• Original Paper

  • Date: April 12th 2019

  • Authors: Barret Zoph∗ , Ekin D. Cubuk∗ , Golnaz Ghiasi, Tsung-Yi Lin, Jonathon Shlens, Quoc V. Le, Google Brain

  • Code

I. Abstract:

Data augmentation is a pretty important part of computer vision problems, and has been shown to improve image classification (but hasnt been studied as much for object detection). This paper shows that augmentation techniques borrowed from classification work well, but the improvements are limited. Thus, they investigate how they can generate a learned, specialized augmentation policy specifically for object detection models.

Experiments show that with a good augmentation policy you can get +2.3mAP. Most importantly this learned strategy can be transferred to other detection datasets and models to achieve state of the art accuracy.

This strategy is even better than state of the art regularizatoin methods for object detection.

II Introduction:

Recent exeperiments have shown that instead of manually designing augmentation strategies, learning a strategy from the data can imporve generalization.

We consider 3 types of augmentation:

  1. One that changes the colors and leaves bounding boxes unchanged

  2. One that changes the entire image like shearing, translating, flipping in which the bounding box coordinates change.

  3. One in which only the pixels inside the bounding box are changed.

III Methods:

They treat data augmentation search as a discrete optimization problem and optimize for generalization performance on the validation set. During training, on of the K (k=5) sub-policies will be selected at random and then applied to the current image. Each sub-policy has (N=2) image transformations. Each operatino is associated with 2 hyper-parameters (roation degree, tranlsation pixel count, brightness level, shearing angles, etc).

Example policies

In preliminary expoeriments, they found 3 operations that are most beneficial to object detection:

  1. Color operations. Distort color channels, without impacting the locations of the bounding boxes (e.g., Equalize, Contrast, Brightness). 2

  2. Geometric operations. Geometrically distort the image, which correspondingly alters the location and size of the bounding box annotations (e.g., Rotate, ShearX, TranslationY, etc.).

  3. Bounding box operations. Only distort the pixel content contained within the bounding box annotations (e.g., BBox Only Equalize, BBox Only Rotate, BBox Only FlipLR).

The parameters for each operation were discretized into M uniformly spaced values.

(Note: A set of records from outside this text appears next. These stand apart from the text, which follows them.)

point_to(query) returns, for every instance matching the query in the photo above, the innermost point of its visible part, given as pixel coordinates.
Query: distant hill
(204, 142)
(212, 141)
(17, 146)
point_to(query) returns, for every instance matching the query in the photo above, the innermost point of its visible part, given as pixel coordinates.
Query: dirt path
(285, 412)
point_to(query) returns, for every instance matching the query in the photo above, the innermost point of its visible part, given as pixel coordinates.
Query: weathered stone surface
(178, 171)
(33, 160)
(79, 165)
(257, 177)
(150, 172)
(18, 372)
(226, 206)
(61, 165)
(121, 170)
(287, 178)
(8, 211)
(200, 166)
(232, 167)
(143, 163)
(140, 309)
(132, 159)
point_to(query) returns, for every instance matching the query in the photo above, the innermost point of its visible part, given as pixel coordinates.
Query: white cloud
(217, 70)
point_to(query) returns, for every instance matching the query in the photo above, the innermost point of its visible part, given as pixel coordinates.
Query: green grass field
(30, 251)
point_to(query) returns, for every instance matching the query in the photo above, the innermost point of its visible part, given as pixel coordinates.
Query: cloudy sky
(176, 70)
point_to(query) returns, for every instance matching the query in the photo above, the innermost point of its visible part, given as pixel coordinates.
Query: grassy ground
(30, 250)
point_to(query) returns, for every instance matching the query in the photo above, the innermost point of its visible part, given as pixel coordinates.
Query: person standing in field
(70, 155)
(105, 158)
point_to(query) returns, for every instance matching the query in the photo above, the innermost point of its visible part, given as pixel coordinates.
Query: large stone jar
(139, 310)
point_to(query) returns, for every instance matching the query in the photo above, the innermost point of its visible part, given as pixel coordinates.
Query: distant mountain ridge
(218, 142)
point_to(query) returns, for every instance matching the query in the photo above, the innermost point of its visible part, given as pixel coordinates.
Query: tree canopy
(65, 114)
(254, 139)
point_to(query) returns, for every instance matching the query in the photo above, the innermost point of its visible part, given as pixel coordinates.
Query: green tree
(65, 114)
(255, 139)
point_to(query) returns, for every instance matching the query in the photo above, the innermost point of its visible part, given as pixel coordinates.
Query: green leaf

Now finding th ebest policy becomes a search in discrete space To search over 5 sub-policies the search space contains roughly $(2266)^10 = 9.6*10^28$ which requires an efficient way to test through.

They chose to build a model by structuring the discretet optimization problem as the output soace of an RNN and employ reinformcement learning to update the weights of the model.

The data: subset on COCO of 5k images, but found that good subpolicies generalized well to the full dataset.

(Resnet50 backbone, and a RetinaNet detector with a cosine learning rate decay)

The reward signalfor the Reinforcement LEarning is the mAP on the holdout.

IIII Results:

Most commonly used operation in good policies was Rotate

Two other commonly used operations are: Equalize and bbox_only_equalize

We notice that the final training loss of a detection model is lower when trained on a larger training set. When we apply the learned augmentation. the training loss is increased significantly for all

** Important**

The imporvmeents due to the learned augmentation is larger when the model is trained on smaller datasets.

So as datasets get larger and larger, the relative marginal gain achieved by augmentation decreases.

After 20,000 training images

For 5,000 training samples, the learned aug can improve mAP by more that 70% relative to baseline.

As the training set size increased, the effect of the learned augmentatoin policy is decreased, althoug improvements are still significant.

“It is interesting to note that models trained with learned augmentation policy seem to do especially well on detecting smaller objects, especially when fewer images are present in the training dataset.

For example, for small objects, applying the learned augmentation policy seems to be better than increasing the dataset size by 50%. “

For small objects, training with the learned augmentation policy with 9000 examples results in better performance than the baseline when using 15000 images.

In this scenario using our augmentation policy is almost as effective as doubling your dataset.

IV. What about other augmentation techniques?

We also find that other successful regularization techniques are not beneficial when applied in tandem with a learned data augmentation policy. We carried out several experiments with Input Mixup [52], Manifold Mixup [46] and Dropblock [13]. For all methods we found that they either did not help nor hurt model performance.